Sebelumnya, MK mengabulkan permohonan uji materi Pasal 222 UU Pemilu yang diajukan oleh empat mahasiswa UIN Sunan Kalijaga Yogyakarta. Dalam putusan yang diumumkan pada Kamis (2/1), MK menyatakan bahwa aturan presidential threshold bersifat inkonstitusional.

Pengajar hukum pemilu Universitas Indonesia, Titi Anggraini, mengingatkan agar tidak ada upaya mendistorsi Putusan MK No. 62/PUU-XXII/2024 yang menghapus aturan tersebut.

“Rakyat sangat sensitif pada pembatasan hak politik mereka. Maka itu, laksanakan putusan MK ini dengan konsisten dan sebaik-baiknya,” tulis Titi dalam unggahannya di platform X.

Senada dengan Titi, Yayasan Lembaga Bantuan Hukum Indonesia (YLBHI) menilai putusan MK ini sebagai momentum perbaikan sistem demokrasi di Indonesia.

“Dengan dihapuskannya ambang batas pencalonan presiden, ini bisa menjadi pintu masuk untuk memperbaiki sistem kepartaian dan politik agar lebih partisipatif serta demokratis sesuai konstitusi,” demikian pernyataan YLBHI dalam siaran pers yang diterima Jumat (3/1).

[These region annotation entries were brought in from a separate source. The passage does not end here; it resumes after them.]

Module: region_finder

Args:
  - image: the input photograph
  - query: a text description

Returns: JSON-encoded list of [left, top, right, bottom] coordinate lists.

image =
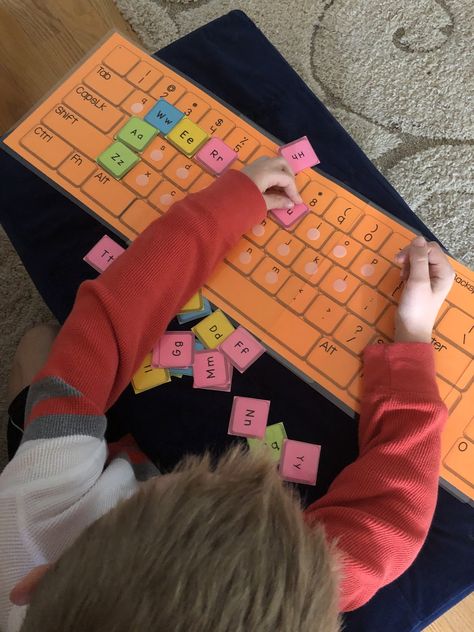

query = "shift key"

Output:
[[43, 103, 110, 160], [81, 169, 135, 217]]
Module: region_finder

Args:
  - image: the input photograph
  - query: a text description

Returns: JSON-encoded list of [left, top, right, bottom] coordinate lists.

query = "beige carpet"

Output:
[[0, 0, 474, 468]]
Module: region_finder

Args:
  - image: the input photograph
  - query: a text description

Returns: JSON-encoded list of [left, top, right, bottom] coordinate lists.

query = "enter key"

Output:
[[431, 333, 472, 386]]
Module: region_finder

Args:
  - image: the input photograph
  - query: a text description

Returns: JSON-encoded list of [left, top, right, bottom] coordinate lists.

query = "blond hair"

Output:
[[22, 446, 340, 632]]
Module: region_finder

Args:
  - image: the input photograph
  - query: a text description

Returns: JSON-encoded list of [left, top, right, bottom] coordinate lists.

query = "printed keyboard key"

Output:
[[300, 176, 336, 215], [252, 257, 290, 294], [291, 248, 332, 285], [265, 230, 304, 266], [121, 90, 155, 117], [123, 161, 163, 197], [324, 198, 362, 233], [443, 437, 474, 488], [245, 217, 278, 246], [20, 125, 73, 169], [199, 110, 235, 140], [127, 61, 163, 92], [319, 266, 360, 303], [226, 237, 264, 274], [377, 266, 405, 303], [333, 314, 375, 355], [436, 307, 474, 355], [59, 152, 97, 187], [351, 249, 390, 286], [322, 231, 362, 268], [164, 154, 203, 190], [380, 233, 415, 262], [351, 214, 392, 250], [84, 66, 133, 105], [277, 276, 318, 314], [308, 338, 360, 388], [347, 285, 389, 325], [64, 85, 123, 134], [431, 334, 474, 388], [304, 294, 347, 334], [81, 171, 135, 216], [176, 92, 209, 123], [295, 213, 334, 248], [120, 200, 160, 235], [141, 137, 178, 170], [208, 265, 319, 357], [150, 77, 186, 103], [43, 103, 110, 160], [148, 180, 186, 213]]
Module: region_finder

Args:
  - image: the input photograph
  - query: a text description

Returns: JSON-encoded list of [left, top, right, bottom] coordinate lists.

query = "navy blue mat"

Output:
[[0, 11, 474, 632]]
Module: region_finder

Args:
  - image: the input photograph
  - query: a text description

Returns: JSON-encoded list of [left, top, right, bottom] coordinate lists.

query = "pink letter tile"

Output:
[[193, 349, 230, 390], [151, 331, 194, 369], [227, 397, 270, 439], [270, 204, 309, 228], [219, 326, 265, 373], [194, 138, 237, 176], [280, 439, 321, 485], [83, 235, 125, 272], [278, 136, 321, 175]]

Namun, YLBHI mengingatkan bahwa DPR memiliki sejarah menafsirkan putusan MK secara serampangan, seperti yang pernah terjadi dalam revisi Undang-Undang Pilkada.

Mereka pun menyoroti kecenderungan DPR mengesahkan regulasi tanpa memperhatikan partisipasi publik, yang sering kali berdampak merugikan masyarakat dan melanggar hak asasi manusia.

Oleh karena itu, YLBHI mendesak DPR dan pemerintah segera menyesuaikan regulasi politik dengan putusan MK serta mengajak masyarakat untuk terus mengawal implementasinya.

“Kami menyerukan kepada seluruh rakyat Indonesia untuk bersama-sama mengawasi pelaksanaan Putusan MK Nomor 62/PUU-XXII/2024,” tegas YLBHI.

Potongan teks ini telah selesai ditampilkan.